- Original film poster
- Directed by: Richard L. Bare
- Written by: Richard L Bare; Henry Irving;
- Based on: story by Richard L Bare & George O'Hanlon
- Produced by: Richard L. Bare
- Starring: Gardner McKay; Fred Clark; Pat Buttram; Diane McBain;
- Cinematography: Frederick Gately; Leonard J. South;
- Edited by: John F. Schreyer
- Music by: Philip Springer
- Production companies: National Telefilm Associates; United National;
- Distributed by: World Entertainment
- Release date: September 1969;
- Running time: 95 minutes
- Country: United States
- Language: English

= I Sailed to Tahiti with an All Girl Crew =

I Sailed to Tahiti with an All Girl Crew is a 1969 American adventure comedy film directed and co-written by Richard L. Bare, starring Gardner McKay, Fred Clark, Pat Buttram, and Diane McBain.

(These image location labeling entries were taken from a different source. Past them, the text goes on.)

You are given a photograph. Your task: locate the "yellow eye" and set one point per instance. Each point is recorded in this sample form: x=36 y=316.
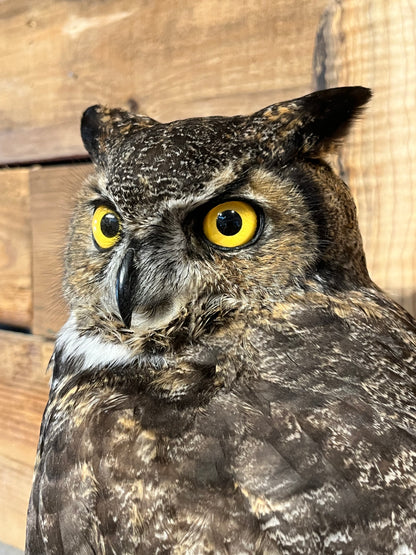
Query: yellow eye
x=106 y=227
x=231 y=224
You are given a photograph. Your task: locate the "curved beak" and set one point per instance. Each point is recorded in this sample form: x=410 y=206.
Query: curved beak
x=126 y=284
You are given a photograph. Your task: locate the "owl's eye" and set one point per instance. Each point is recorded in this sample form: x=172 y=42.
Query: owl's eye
x=231 y=224
x=106 y=227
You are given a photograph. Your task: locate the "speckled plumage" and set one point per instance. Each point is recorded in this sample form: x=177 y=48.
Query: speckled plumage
x=250 y=400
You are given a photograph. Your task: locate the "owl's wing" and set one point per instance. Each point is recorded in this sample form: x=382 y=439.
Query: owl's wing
x=331 y=457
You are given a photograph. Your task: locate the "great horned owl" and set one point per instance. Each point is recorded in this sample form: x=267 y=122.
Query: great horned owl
x=230 y=380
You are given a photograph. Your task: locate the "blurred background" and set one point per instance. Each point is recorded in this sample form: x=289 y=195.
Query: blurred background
x=172 y=60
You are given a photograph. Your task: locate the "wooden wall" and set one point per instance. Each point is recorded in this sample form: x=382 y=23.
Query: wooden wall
x=174 y=60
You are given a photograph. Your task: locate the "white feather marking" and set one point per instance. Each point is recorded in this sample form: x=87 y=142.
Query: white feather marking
x=91 y=348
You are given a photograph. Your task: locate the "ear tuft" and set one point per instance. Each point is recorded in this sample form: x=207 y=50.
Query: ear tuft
x=309 y=125
x=90 y=129
x=333 y=111
x=102 y=127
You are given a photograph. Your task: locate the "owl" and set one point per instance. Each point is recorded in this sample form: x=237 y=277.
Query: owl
x=229 y=380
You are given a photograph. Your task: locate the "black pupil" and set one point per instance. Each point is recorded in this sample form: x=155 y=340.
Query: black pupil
x=109 y=225
x=229 y=222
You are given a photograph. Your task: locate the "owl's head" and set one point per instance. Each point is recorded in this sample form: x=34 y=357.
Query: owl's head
x=189 y=222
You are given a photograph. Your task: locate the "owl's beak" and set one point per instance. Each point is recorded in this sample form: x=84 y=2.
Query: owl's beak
x=126 y=287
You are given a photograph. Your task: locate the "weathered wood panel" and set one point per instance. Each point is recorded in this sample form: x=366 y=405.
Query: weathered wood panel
x=15 y=249
x=23 y=394
x=372 y=43
x=53 y=192
x=169 y=59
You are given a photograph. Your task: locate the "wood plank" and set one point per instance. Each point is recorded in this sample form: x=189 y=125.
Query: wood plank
x=23 y=395
x=15 y=249
x=373 y=44
x=170 y=60
x=53 y=192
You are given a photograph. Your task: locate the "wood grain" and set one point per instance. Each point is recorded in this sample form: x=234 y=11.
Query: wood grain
x=53 y=191
x=372 y=43
x=23 y=395
x=168 y=59
x=15 y=249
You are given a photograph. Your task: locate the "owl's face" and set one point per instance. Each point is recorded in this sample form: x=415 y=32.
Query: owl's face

It was the last film for both McKay and Clark.

==Plot==
Terry (Gardner McKay) bets his friend Josh (Fred Clark) $20,000 that he can beat him in a boat race to Tahiti while using an all-female crew. Terry collects a crew including a murderess and a cocktail waitress.

==Cast==
- Gardner McKay as Terry O'Brien
- Fred Clark as Generous Josh
- Pat Buttram as Blodgett
- Diane McBain as Liz Clark
- Richard Denning as The Commodore
- Betty South as the Commodore's wife
- Edy Williams as Marilyn
- Jeanne Rainer as Monique
- Zulu as Kino, the Jailer
- Arlene Charles as Janet
- Mary O'Brien as Jimsy
- Bebe Louie as Tomaya
- Douglas Mossman as Island Chief
- Al Alawi as Chimp Leader
- Duke Kahanamoku as Surfer

==Production==
Gardner McKay was best known for the TV series Adventures in Paradise, Diane McBain was a regular on television's Surfside 6 and Richard Denning occasionally played the Governor of Hawaii on Hawaii Five-O. The film was financed by World Entertainment Corp, a subsidiary of NTA.

Filming started 22 May 1967 on location in Hawaii. Edy Williams was borrowed from 20th Century Fox.